The chit-chat must be your main clue to the characters. In life it is
the same. Men and women won't come to you ticketed, or explanation in
hand.

"Lucy, you are a great comfort in a house; it is so nice to have some
one to pour out one's heart to; my husband is no use at all."

"Aunt Bazalgette!"

"In that way. You listen to my faded illusions, to the aspirations of
a nature too finely organized, ah! to find its happiness in this
rough, selfish world. When I open my bosom to him, what does he do?
Guess now--whistles."

"Then I call that rude."

"So do I; and then he whistles more and more."

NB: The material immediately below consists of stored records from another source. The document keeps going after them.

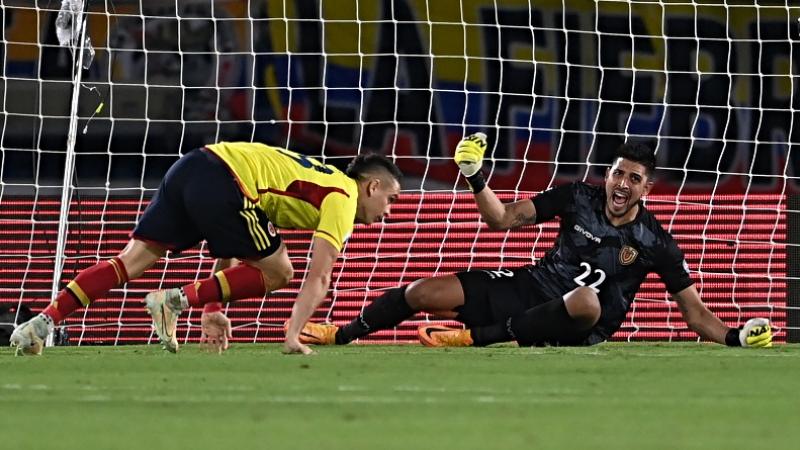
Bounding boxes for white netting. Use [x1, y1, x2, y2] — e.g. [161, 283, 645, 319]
[0, 0, 800, 343]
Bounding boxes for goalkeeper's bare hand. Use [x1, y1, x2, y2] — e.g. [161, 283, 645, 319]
[739, 317, 772, 347]
[200, 311, 233, 353]
[453, 133, 486, 177]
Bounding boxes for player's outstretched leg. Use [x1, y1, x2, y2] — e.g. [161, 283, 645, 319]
[9, 314, 54, 356]
[417, 325, 473, 347]
[144, 288, 183, 353]
[308, 286, 416, 345]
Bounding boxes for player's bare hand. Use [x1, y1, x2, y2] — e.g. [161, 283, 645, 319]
[283, 337, 314, 355]
[200, 311, 233, 353]
[739, 317, 772, 347]
[453, 133, 486, 177]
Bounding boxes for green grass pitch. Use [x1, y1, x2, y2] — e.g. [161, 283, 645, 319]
[0, 343, 800, 450]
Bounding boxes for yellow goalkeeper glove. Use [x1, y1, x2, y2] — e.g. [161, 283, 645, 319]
[453, 133, 486, 178]
[739, 317, 772, 347]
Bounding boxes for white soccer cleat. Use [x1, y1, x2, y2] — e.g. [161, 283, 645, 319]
[144, 289, 182, 353]
[9, 314, 54, 356]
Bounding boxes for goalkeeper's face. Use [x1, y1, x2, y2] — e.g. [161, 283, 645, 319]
[356, 176, 400, 225]
[605, 158, 653, 225]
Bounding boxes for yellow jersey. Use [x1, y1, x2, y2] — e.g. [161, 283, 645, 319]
[206, 142, 358, 251]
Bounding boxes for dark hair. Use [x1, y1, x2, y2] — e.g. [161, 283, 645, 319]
[345, 153, 403, 183]
[614, 142, 656, 177]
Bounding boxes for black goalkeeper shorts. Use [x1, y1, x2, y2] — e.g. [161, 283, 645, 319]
[455, 267, 552, 328]
[131, 148, 281, 259]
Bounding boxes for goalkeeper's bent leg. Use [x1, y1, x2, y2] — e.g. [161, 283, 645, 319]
[506, 287, 600, 346]
[336, 286, 416, 345]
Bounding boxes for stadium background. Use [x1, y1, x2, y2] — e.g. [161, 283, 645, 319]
[0, 0, 800, 344]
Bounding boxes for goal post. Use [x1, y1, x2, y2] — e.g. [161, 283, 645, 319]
[0, 0, 800, 345]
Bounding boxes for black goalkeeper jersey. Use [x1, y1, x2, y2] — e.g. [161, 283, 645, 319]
[530, 182, 693, 344]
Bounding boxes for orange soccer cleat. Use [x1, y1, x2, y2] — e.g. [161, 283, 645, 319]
[283, 320, 339, 345]
[417, 325, 472, 347]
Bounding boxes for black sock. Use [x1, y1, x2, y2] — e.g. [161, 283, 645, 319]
[336, 286, 416, 345]
[470, 318, 514, 347]
[508, 299, 588, 347]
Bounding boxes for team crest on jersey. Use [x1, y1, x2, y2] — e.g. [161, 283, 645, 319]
[619, 245, 639, 266]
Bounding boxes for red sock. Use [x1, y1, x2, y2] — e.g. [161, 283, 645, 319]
[183, 264, 267, 306]
[42, 256, 128, 323]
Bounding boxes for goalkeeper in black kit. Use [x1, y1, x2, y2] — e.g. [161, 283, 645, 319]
[301, 133, 772, 347]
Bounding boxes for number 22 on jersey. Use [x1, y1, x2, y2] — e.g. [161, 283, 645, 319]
[574, 262, 606, 293]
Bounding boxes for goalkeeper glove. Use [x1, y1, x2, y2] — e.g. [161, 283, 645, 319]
[725, 317, 772, 347]
[453, 133, 486, 194]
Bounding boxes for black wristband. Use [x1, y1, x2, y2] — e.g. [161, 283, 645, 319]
[467, 170, 486, 194]
[725, 328, 742, 347]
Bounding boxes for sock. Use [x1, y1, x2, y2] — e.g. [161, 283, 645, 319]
[336, 286, 416, 345]
[42, 256, 128, 324]
[470, 317, 514, 347]
[181, 264, 267, 306]
[508, 299, 587, 347]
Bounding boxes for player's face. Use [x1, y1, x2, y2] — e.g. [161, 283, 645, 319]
[356, 177, 400, 225]
[606, 158, 653, 224]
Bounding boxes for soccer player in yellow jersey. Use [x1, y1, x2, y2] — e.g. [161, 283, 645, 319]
[11, 142, 402, 354]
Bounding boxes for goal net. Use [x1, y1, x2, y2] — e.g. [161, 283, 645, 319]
[0, 0, 800, 345]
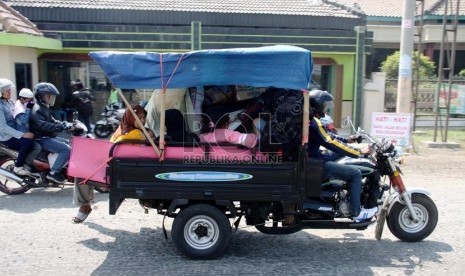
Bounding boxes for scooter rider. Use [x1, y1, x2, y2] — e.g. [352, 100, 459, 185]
[0, 79, 34, 175]
[30, 82, 72, 184]
[308, 90, 378, 222]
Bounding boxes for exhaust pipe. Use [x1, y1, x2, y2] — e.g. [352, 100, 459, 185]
[0, 168, 23, 184]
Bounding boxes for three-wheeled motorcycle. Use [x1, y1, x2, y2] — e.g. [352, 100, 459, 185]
[67, 46, 438, 259]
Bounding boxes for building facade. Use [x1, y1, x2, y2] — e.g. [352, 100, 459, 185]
[5, 0, 372, 125]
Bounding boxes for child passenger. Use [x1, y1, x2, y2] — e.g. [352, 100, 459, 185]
[73, 105, 153, 223]
[110, 105, 154, 143]
[200, 114, 257, 148]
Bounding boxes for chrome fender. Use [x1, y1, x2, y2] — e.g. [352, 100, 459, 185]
[375, 188, 431, 240]
[0, 168, 23, 183]
[383, 188, 431, 214]
[95, 120, 108, 125]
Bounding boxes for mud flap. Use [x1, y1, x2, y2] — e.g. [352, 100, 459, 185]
[375, 207, 387, 240]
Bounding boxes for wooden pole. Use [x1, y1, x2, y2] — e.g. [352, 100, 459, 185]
[302, 90, 310, 145]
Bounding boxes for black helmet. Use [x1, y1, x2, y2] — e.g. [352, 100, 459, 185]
[34, 82, 60, 106]
[310, 90, 334, 117]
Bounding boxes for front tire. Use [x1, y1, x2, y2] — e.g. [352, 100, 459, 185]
[171, 204, 231, 259]
[0, 157, 29, 195]
[387, 194, 438, 242]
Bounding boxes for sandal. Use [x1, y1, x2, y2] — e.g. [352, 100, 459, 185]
[72, 206, 92, 223]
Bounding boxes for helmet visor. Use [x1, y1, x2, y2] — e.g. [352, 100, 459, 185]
[323, 101, 334, 113]
[48, 95, 57, 106]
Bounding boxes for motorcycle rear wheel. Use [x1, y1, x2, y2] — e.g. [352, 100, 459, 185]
[0, 157, 29, 195]
[387, 194, 438, 242]
[94, 124, 113, 138]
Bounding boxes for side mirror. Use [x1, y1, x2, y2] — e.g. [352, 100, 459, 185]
[341, 115, 357, 133]
[73, 111, 79, 122]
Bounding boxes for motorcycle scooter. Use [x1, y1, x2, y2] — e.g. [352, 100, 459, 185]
[252, 119, 438, 242]
[0, 115, 106, 195]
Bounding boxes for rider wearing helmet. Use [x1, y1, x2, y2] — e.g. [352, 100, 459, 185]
[13, 88, 34, 132]
[30, 82, 71, 184]
[308, 90, 377, 222]
[0, 79, 34, 175]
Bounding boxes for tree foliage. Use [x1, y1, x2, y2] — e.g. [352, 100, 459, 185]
[380, 51, 436, 79]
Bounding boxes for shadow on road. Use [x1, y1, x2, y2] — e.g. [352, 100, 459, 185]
[0, 186, 108, 214]
[82, 223, 453, 275]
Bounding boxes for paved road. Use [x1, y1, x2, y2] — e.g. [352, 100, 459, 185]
[0, 149, 465, 275]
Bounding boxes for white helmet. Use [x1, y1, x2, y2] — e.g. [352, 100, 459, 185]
[0, 79, 16, 95]
[19, 88, 34, 99]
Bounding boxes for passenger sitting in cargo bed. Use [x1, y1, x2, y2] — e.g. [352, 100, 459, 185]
[200, 114, 257, 148]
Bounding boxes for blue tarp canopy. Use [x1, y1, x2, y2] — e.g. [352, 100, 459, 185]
[90, 45, 313, 89]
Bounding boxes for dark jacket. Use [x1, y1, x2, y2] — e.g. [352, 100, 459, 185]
[29, 102, 66, 138]
[308, 118, 360, 160]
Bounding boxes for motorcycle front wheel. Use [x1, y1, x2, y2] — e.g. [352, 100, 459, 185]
[94, 124, 113, 138]
[0, 157, 29, 195]
[387, 194, 438, 242]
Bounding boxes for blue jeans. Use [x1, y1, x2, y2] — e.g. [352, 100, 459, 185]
[38, 137, 71, 173]
[323, 152, 362, 217]
[2, 137, 34, 167]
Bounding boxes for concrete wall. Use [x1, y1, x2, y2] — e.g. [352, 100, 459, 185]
[0, 45, 39, 100]
[361, 72, 386, 131]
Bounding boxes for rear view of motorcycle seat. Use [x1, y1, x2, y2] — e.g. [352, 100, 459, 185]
[68, 137, 113, 183]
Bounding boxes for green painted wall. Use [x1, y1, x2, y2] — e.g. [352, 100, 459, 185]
[0, 33, 62, 50]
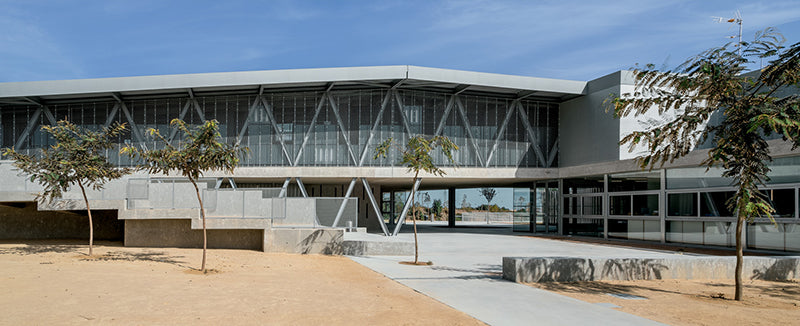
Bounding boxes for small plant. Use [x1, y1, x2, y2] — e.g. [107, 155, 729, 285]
[120, 119, 247, 273]
[612, 29, 800, 300]
[3, 120, 130, 256]
[373, 135, 458, 265]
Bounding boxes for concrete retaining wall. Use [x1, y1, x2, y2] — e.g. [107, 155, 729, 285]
[125, 219, 264, 250]
[503, 256, 800, 283]
[342, 232, 414, 256]
[0, 202, 124, 241]
[263, 228, 344, 255]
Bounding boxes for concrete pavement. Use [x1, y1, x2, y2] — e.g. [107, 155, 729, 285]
[350, 227, 674, 325]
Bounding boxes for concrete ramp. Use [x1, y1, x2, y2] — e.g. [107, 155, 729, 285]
[503, 256, 800, 283]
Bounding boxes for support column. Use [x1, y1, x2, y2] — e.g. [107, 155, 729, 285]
[392, 178, 422, 235]
[658, 169, 664, 243]
[447, 188, 456, 228]
[294, 178, 308, 198]
[278, 178, 292, 198]
[331, 178, 358, 227]
[603, 174, 611, 239]
[361, 178, 389, 236]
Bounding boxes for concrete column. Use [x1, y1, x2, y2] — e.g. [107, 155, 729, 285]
[603, 174, 611, 239]
[447, 188, 456, 228]
[658, 169, 667, 243]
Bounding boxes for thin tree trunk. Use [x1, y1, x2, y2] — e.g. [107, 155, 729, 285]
[189, 178, 208, 273]
[411, 171, 419, 265]
[78, 181, 94, 256]
[734, 211, 744, 301]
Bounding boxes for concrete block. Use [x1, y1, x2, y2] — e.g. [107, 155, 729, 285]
[264, 228, 344, 255]
[503, 256, 800, 283]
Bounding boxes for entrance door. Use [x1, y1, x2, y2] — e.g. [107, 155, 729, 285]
[512, 188, 533, 232]
[532, 181, 559, 234]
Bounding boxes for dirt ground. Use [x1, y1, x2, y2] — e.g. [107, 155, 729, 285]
[0, 241, 482, 325]
[529, 280, 800, 325]
[530, 237, 800, 325]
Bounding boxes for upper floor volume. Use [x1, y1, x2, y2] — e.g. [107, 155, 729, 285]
[0, 66, 588, 168]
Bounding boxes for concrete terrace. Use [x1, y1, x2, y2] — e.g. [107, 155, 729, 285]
[350, 226, 692, 325]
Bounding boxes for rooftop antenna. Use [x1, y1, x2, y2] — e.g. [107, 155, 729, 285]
[713, 10, 742, 57]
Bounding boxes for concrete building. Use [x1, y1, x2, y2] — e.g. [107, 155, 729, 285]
[0, 66, 800, 251]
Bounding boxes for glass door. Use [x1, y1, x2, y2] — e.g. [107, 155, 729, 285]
[532, 181, 559, 234]
[513, 188, 532, 232]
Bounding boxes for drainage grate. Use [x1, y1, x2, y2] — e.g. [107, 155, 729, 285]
[606, 293, 647, 300]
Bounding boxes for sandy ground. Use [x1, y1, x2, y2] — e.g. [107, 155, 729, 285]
[0, 241, 482, 325]
[530, 280, 800, 325]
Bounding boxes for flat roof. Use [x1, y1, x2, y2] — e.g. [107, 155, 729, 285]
[0, 66, 587, 104]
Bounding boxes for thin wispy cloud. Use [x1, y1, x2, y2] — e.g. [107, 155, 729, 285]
[0, 0, 800, 81]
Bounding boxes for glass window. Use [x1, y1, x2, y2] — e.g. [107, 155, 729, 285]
[563, 175, 605, 194]
[667, 192, 697, 216]
[633, 194, 658, 216]
[609, 196, 631, 216]
[608, 171, 661, 191]
[763, 189, 795, 218]
[700, 191, 735, 217]
[579, 196, 603, 215]
[767, 156, 800, 184]
[667, 167, 732, 189]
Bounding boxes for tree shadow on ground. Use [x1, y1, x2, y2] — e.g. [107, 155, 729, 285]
[81, 250, 191, 268]
[533, 280, 800, 300]
[0, 244, 86, 256]
[430, 264, 503, 281]
[535, 282, 686, 298]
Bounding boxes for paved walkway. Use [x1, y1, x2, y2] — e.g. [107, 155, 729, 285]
[350, 228, 673, 325]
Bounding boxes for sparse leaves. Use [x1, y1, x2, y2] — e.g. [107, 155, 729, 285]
[611, 28, 800, 300]
[3, 120, 130, 255]
[120, 119, 247, 272]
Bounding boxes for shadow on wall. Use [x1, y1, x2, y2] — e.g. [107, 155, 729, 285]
[750, 258, 800, 281]
[0, 202, 125, 241]
[510, 257, 669, 282]
[297, 229, 344, 255]
[602, 259, 669, 281]
[518, 257, 595, 282]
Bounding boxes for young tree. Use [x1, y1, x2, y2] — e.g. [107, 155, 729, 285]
[373, 135, 458, 265]
[478, 187, 497, 224]
[613, 29, 800, 300]
[3, 120, 130, 256]
[121, 119, 247, 273]
[431, 199, 444, 221]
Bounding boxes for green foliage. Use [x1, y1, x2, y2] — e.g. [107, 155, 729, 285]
[373, 135, 458, 264]
[478, 188, 497, 204]
[120, 119, 247, 272]
[612, 29, 800, 300]
[3, 120, 129, 200]
[3, 120, 130, 256]
[612, 29, 800, 220]
[373, 135, 458, 176]
[430, 199, 444, 216]
[120, 119, 247, 181]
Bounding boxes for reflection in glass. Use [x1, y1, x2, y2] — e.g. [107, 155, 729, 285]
[667, 192, 697, 216]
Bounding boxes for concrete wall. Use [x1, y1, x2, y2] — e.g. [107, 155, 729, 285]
[264, 228, 344, 255]
[558, 72, 623, 167]
[125, 219, 264, 250]
[0, 202, 124, 241]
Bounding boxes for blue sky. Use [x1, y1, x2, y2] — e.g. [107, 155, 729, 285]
[0, 0, 800, 82]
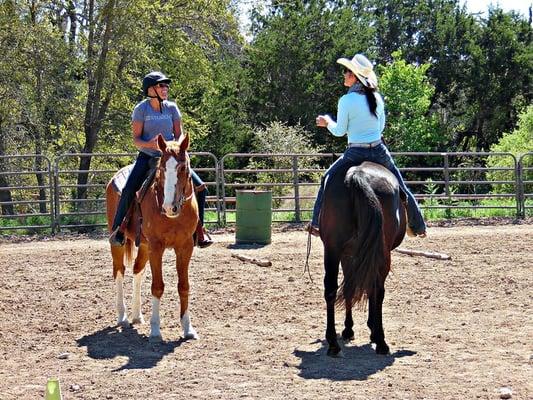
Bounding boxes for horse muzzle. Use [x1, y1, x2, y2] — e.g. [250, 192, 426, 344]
[163, 204, 181, 218]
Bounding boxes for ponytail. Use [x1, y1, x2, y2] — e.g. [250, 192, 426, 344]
[363, 85, 378, 118]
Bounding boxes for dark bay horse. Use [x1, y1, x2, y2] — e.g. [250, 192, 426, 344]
[106, 135, 198, 341]
[319, 162, 406, 356]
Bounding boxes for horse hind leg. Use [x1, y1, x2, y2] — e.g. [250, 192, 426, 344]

"Yes; but, aunt, if any serious trouble or grief fell upon you, you
would find Mr. Bazalgette a much greater comfort and a better stay
than poor spiritless me."

"Oh, if the house took fire and fell about our ears, he would come out
of his shell, no doubt; or if the children all died one after another,
poor dear little souls; but those great troubles only come in stories.
Give me a friend that can sympathize with the real hourly
mortifications of a too susceptible nature; sit on this ottoman, and
let me go on. Where was I when Jones came and interrupted us? They
always do just at the interesting point."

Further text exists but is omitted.